Of course! I live here!


----------



## photogoddess (Dec 18, 2005)

Chase said:
			
		

> Ohhh you just HAD to bring up Zion, didn't you?



You had your chance to join us last month when we were there. Did I mention how beautiful it was? :greenpbl:


----------



## Chase (Dec 18, 2005)

Psst....she's not very nice :mrgreen:


----------



## terri (Dec 18, 2005)

In late September, I drove through southern Utah and came within 50 miles of Zion, but was on my way to Bryce Canyon, so couldn't stop.
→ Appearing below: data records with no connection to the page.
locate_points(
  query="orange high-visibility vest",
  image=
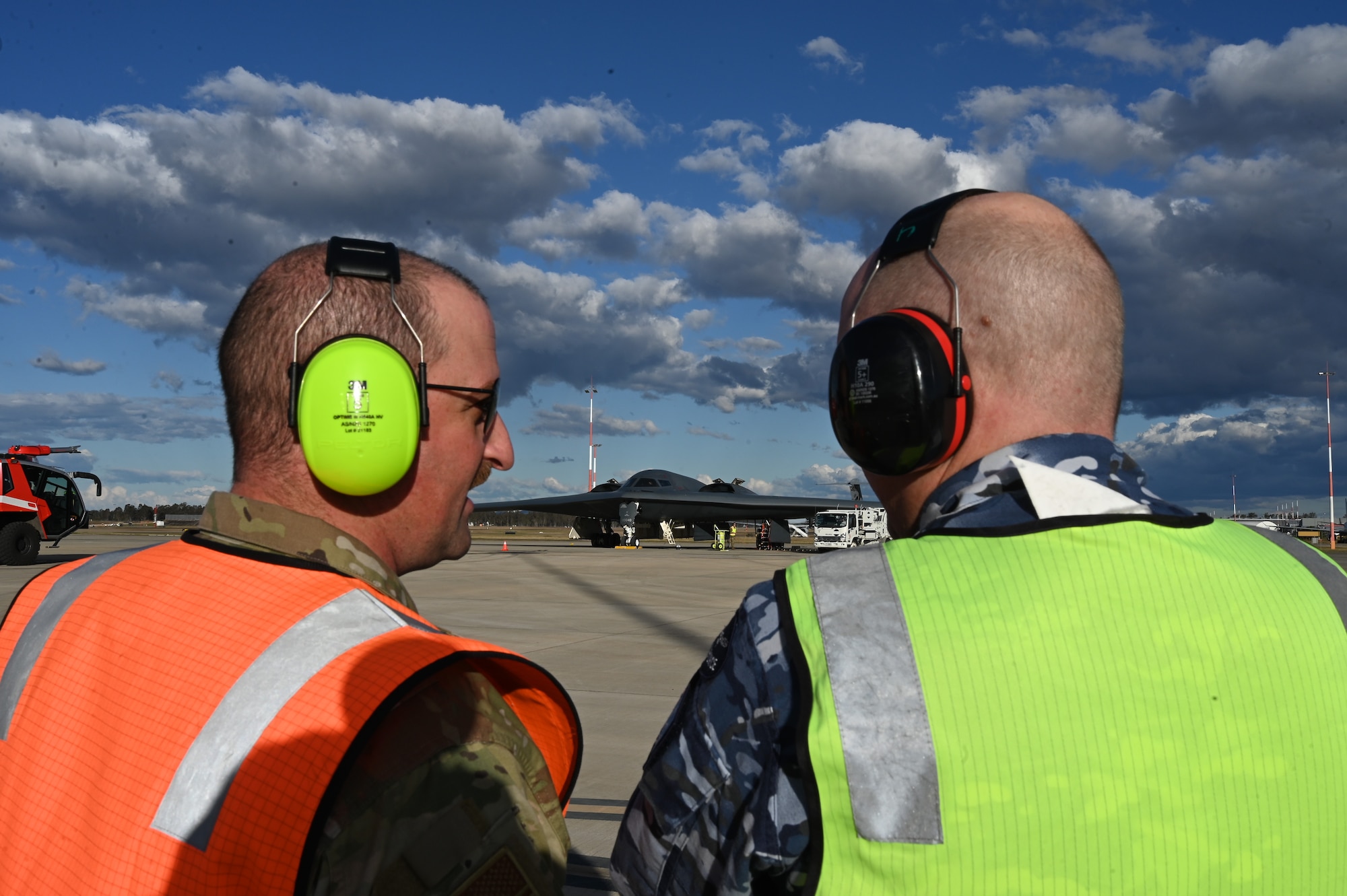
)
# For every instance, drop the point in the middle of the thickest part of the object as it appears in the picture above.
(172, 718)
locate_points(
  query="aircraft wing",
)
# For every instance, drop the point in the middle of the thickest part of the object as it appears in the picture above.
(601, 505)
(701, 504)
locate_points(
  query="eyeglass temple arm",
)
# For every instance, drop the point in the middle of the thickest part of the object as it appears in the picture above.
(957, 331)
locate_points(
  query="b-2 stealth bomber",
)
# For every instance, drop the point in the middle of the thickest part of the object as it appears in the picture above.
(658, 501)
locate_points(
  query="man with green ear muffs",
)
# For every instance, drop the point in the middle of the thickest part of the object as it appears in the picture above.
(269, 711)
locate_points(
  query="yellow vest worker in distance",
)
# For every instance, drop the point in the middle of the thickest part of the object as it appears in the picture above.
(1053, 681)
(259, 708)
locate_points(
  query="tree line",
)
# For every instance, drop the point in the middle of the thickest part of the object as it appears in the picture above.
(522, 518)
(143, 513)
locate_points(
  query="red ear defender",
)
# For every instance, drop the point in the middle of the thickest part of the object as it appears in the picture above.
(892, 393)
(899, 392)
(961, 411)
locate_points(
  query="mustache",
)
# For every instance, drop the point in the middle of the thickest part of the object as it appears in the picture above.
(484, 473)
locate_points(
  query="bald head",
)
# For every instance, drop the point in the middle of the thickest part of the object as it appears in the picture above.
(257, 346)
(1042, 315)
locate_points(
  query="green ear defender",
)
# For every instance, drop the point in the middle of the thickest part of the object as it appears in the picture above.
(356, 404)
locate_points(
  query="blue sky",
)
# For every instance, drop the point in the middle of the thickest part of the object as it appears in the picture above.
(669, 201)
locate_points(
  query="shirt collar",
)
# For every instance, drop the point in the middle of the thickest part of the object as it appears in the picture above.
(1059, 475)
(234, 520)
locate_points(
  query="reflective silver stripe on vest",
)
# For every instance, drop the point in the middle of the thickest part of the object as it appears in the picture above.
(1329, 574)
(195, 798)
(887, 742)
(45, 619)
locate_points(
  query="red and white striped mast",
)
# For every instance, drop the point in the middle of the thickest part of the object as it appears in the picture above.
(592, 458)
(1329, 405)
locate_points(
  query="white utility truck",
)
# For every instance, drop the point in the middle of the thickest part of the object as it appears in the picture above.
(836, 529)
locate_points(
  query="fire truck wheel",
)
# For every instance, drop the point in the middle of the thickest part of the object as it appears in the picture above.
(20, 544)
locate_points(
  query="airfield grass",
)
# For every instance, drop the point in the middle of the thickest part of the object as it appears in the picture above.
(487, 535)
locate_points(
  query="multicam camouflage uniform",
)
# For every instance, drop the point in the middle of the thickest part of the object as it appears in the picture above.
(719, 809)
(449, 794)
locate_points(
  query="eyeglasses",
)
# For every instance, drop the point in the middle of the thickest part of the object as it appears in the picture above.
(487, 404)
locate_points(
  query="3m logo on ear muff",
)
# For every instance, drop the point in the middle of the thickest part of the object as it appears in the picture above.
(863, 390)
(358, 396)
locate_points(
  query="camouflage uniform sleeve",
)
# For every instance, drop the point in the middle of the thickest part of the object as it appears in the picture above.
(719, 809)
(449, 796)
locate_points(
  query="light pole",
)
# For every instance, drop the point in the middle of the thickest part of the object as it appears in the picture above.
(1329, 407)
(593, 456)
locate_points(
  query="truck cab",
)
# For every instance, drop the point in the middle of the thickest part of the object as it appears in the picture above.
(836, 529)
(38, 502)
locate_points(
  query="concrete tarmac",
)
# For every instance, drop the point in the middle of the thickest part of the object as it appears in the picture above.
(623, 630)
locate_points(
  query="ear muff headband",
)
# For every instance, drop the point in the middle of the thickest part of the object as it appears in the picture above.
(356, 404)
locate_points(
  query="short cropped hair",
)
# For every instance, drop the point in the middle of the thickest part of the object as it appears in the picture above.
(257, 347)
(1042, 307)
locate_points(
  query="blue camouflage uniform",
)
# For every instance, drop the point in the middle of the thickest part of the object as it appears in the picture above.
(719, 809)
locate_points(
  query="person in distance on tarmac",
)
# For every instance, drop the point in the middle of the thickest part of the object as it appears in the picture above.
(259, 708)
(1051, 681)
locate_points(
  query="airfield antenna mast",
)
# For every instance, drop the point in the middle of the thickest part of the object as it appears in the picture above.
(1329, 405)
(593, 459)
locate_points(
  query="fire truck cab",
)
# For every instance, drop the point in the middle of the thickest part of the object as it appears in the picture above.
(38, 502)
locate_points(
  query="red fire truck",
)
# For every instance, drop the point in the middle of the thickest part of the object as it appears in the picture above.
(38, 502)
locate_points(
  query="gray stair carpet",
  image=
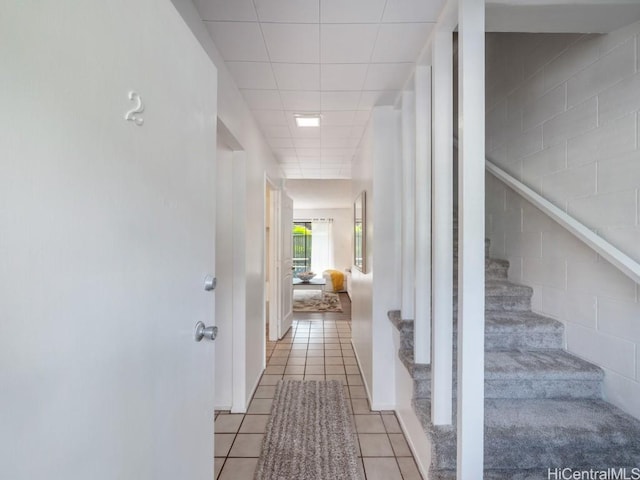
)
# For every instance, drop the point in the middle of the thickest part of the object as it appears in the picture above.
(543, 406)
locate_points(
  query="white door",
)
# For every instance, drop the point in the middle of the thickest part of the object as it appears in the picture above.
(106, 235)
(286, 262)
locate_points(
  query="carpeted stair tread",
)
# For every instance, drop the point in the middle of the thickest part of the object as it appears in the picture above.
(529, 434)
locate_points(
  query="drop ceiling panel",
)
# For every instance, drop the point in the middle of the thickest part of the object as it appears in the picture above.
(288, 11)
(270, 117)
(262, 99)
(236, 11)
(412, 11)
(342, 76)
(292, 42)
(350, 43)
(340, 100)
(352, 11)
(301, 101)
(344, 119)
(297, 76)
(253, 75)
(238, 41)
(400, 42)
(387, 76)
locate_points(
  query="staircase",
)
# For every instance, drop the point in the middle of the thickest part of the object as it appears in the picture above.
(543, 406)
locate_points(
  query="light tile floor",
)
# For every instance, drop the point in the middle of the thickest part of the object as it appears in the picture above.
(314, 349)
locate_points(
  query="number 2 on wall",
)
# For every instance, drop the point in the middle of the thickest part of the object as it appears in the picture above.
(133, 114)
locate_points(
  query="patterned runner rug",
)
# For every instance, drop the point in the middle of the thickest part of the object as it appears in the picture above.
(309, 435)
(316, 301)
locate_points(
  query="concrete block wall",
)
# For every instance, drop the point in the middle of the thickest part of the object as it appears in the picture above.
(563, 115)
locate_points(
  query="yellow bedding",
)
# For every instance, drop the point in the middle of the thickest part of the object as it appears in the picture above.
(337, 279)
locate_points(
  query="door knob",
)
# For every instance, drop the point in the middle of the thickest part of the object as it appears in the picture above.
(205, 332)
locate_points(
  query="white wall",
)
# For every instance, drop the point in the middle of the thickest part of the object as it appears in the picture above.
(234, 113)
(106, 236)
(377, 291)
(342, 232)
(562, 116)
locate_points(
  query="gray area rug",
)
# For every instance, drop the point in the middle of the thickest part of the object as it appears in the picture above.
(310, 435)
(316, 301)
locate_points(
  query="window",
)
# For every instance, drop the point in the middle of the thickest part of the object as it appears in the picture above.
(301, 247)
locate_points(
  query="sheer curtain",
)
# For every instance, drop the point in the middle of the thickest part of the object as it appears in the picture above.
(321, 245)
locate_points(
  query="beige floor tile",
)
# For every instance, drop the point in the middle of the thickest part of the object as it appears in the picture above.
(352, 369)
(409, 469)
(369, 423)
(296, 361)
(238, 469)
(270, 379)
(228, 423)
(294, 370)
(222, 443)
(254, 424)
(360, 405)
(314, 370)
(247, 445)
(274, 370)
(381, 469)
(260, 405)
(357, 391)
(265, 391)
(334, 369)
(400, 445)
(333, 361)
(391, 423)
(375, 445)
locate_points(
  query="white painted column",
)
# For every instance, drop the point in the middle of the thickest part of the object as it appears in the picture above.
(471, 150)
(422, 321)
(442, 243)
(408, 127)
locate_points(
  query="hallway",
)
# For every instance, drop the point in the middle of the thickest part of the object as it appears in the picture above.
(318, 347)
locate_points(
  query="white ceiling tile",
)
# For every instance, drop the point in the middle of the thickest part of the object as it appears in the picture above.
(370, 99)
(256, 75)
(387, 76)
(412, 10)
(338, 118)
(288, 11)
(297, 76)
(352, 43)
(270, 117)
(238, 41)
(299, 101)
(334, 132)
(336, 142)
(308, 152)
(342, 76)
(401, 42)
(291, 42)
(275, 131)
(352, 11)
(361, 117)
(236, 11)
(340, 100)
(280, 142)
(306, 142)
(262, 99)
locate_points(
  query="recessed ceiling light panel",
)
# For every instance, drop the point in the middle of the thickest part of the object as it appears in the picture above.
(311, 120)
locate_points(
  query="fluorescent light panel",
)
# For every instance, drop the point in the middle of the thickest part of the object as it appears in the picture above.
(307, 120)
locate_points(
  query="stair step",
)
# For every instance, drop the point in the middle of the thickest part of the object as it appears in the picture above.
(538, 434)
(522, 374)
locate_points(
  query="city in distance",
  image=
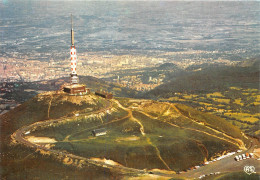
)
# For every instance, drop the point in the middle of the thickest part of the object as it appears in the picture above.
(166, 90)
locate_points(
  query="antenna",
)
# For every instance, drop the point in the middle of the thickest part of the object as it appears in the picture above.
(72, 32)
(71, 21)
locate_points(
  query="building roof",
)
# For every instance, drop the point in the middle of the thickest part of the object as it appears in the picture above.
(101, 130)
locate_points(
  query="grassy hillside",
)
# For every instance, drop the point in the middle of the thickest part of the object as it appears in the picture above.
(142, 134)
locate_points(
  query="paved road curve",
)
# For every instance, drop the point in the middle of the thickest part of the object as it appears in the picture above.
(225, 165)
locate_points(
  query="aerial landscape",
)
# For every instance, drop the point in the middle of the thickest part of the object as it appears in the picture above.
(129, 90)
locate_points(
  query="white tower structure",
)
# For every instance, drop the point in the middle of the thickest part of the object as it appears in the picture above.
(73, 58)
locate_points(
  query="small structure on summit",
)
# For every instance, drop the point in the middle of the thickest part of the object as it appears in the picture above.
(99, 132)
(74, 88)
(103, 94)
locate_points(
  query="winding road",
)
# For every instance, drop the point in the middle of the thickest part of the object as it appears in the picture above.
(225, 165)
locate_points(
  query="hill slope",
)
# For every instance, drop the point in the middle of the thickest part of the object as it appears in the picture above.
(141, 134)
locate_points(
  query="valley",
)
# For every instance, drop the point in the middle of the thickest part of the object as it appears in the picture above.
(144, 137)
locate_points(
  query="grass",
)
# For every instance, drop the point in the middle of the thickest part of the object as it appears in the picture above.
(235, 100)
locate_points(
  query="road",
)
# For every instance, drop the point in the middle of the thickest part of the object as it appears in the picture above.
(225, 165)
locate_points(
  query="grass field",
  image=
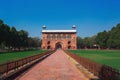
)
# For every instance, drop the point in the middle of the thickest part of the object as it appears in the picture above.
(107, 57)
(9, 56)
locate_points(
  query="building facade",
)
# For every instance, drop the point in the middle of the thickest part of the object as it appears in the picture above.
(54, 39)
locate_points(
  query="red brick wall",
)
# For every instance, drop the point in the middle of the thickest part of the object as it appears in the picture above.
(64, 42)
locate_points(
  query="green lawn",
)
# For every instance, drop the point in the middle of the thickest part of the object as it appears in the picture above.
(107, 57)
(9, 56)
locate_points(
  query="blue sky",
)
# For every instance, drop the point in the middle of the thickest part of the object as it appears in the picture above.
(89, 16)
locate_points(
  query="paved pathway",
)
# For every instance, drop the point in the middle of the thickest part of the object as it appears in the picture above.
(55, 67)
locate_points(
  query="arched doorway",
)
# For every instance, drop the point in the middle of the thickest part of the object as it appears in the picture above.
(58, 45)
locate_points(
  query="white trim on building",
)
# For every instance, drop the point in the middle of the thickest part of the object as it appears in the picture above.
(58, 30)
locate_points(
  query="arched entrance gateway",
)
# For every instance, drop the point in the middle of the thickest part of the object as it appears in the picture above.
(54, 39)
(58, 45)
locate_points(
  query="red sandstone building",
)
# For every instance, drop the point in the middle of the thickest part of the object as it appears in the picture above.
(53, 39)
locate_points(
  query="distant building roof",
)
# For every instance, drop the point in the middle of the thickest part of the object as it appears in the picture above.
(58, 31)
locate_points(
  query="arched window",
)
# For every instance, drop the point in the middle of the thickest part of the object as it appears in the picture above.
(64, 36)
(58, 36)
(53, 36)
(48, 36)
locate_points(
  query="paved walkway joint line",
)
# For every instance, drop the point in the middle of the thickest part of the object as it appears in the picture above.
(55, 67)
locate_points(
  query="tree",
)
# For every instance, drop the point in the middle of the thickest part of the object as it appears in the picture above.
(102, 38)
(114, 37)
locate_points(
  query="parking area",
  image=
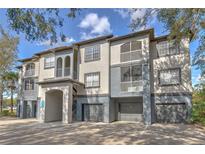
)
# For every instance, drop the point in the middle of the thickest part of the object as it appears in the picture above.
(30, 131)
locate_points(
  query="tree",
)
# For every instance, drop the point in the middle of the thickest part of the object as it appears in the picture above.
(8, 55)
(39, 24)
(10, 79)
(188, 23)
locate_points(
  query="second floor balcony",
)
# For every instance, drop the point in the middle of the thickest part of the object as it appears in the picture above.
(30, 72)
(63, 67)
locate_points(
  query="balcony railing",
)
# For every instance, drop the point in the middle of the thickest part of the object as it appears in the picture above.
(67, 71)
(135, 86)
(30, 72)
(59, 72)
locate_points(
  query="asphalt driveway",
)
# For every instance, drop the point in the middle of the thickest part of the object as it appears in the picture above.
(29, 131)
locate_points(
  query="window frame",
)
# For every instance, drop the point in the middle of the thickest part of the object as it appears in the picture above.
(49, 56)
(93, 47)
(30, 86)
(139, 51)
(168, 42)
(169, 69)
(131, 73)
(85, 78)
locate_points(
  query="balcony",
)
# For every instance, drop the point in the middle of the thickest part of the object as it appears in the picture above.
(59, 72)
(67, 71)
(136, 86)
(30, 72)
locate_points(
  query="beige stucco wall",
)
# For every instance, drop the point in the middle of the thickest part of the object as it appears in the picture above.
(45, 73)
(36, 62)
(101, 66)
(175, 61)
(115, 47)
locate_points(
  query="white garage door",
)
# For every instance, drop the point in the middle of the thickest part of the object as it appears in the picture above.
(130, 111)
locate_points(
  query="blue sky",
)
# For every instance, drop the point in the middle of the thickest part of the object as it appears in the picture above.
(91, 23)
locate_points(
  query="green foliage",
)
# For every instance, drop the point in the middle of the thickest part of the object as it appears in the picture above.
(38, 24)
(198, 113)
(198, 108)
(7, 113)
(7, 102)
(181, 23)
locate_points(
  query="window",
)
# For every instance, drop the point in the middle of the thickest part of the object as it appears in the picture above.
(92, 80)
(131, 51)
(92, 53)
(59, 69)
(131, 73)
(169, 77)
(131, 78)
(167, 48)
(49, 62)
(29, 84)
(30, 69)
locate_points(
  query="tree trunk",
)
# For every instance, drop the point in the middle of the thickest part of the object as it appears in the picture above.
(1, 101)
(12, 104)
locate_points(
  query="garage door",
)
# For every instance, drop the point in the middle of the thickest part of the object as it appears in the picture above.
(130, 111)
(93, 112)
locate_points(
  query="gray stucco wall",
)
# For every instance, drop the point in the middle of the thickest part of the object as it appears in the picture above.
(115, 85)
(104, 100)
(30, 94)
(170, 108)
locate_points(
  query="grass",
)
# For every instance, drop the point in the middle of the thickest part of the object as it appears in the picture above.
(198, 113)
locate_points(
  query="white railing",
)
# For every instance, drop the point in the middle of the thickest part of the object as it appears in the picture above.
(66, 71)
(131, 86)
(59, 72)
(30, 72)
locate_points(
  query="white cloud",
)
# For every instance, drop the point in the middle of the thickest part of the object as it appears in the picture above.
(134, 14)
(68, 40)
(124, 13)
(95, 25)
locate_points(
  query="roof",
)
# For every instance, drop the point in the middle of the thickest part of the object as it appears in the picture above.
(147, 31)
(94, 39)
(57, 49)
(60, 80)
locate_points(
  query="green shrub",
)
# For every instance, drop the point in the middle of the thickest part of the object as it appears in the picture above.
(7, 113)
(198, 113)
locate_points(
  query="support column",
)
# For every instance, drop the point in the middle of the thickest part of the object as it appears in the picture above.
(146, 94)
(67, 104)
(42, 107)
(21, 109)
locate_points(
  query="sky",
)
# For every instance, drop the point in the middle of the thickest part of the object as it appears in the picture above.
(88, 24)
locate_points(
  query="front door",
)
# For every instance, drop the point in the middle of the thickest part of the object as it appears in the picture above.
(93, 112)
I have a hard time leaving Zion once I'm there, so it was just as well. :razz:

I'm always up for trying to make a trip to Zion, if anyone tries to put anything together in the next year. :thumbup:


----------



## 303villain (Dec 18, 2005)

ive always wanted to go there as well, and im not too terribly far away.  i say we plan a big giant meetup in the not so distant future!


----------



## zedin (Dec 18, 2005)

Well I will be stopping by Zion on Jan 4th.  I am attending a conference in Keystone CO so figured it a good halfway point for driving out there plus I am anxious to see what it is like in winter (only been in late spring).

Also will hit Arches NP on the 10th or 11th on my way back =p  (why do so many folks fly when there is soo much cool stuff to see when driving)


----------



## photogoddess (Dec 19, 2005)

Chase said:
			
		

> Psst....she's not very nice :mrgreen:



Oh you know you love it when I tease you about Zion.  Next time, you're coming. Got it? layball:


----------



## wolfepakt (Dec 19, 2005)

I will be out of town that weekend (Jan 4).  I am going to the International Consumer Electronics Show in Las Vegas (errr Lost Wages)


----------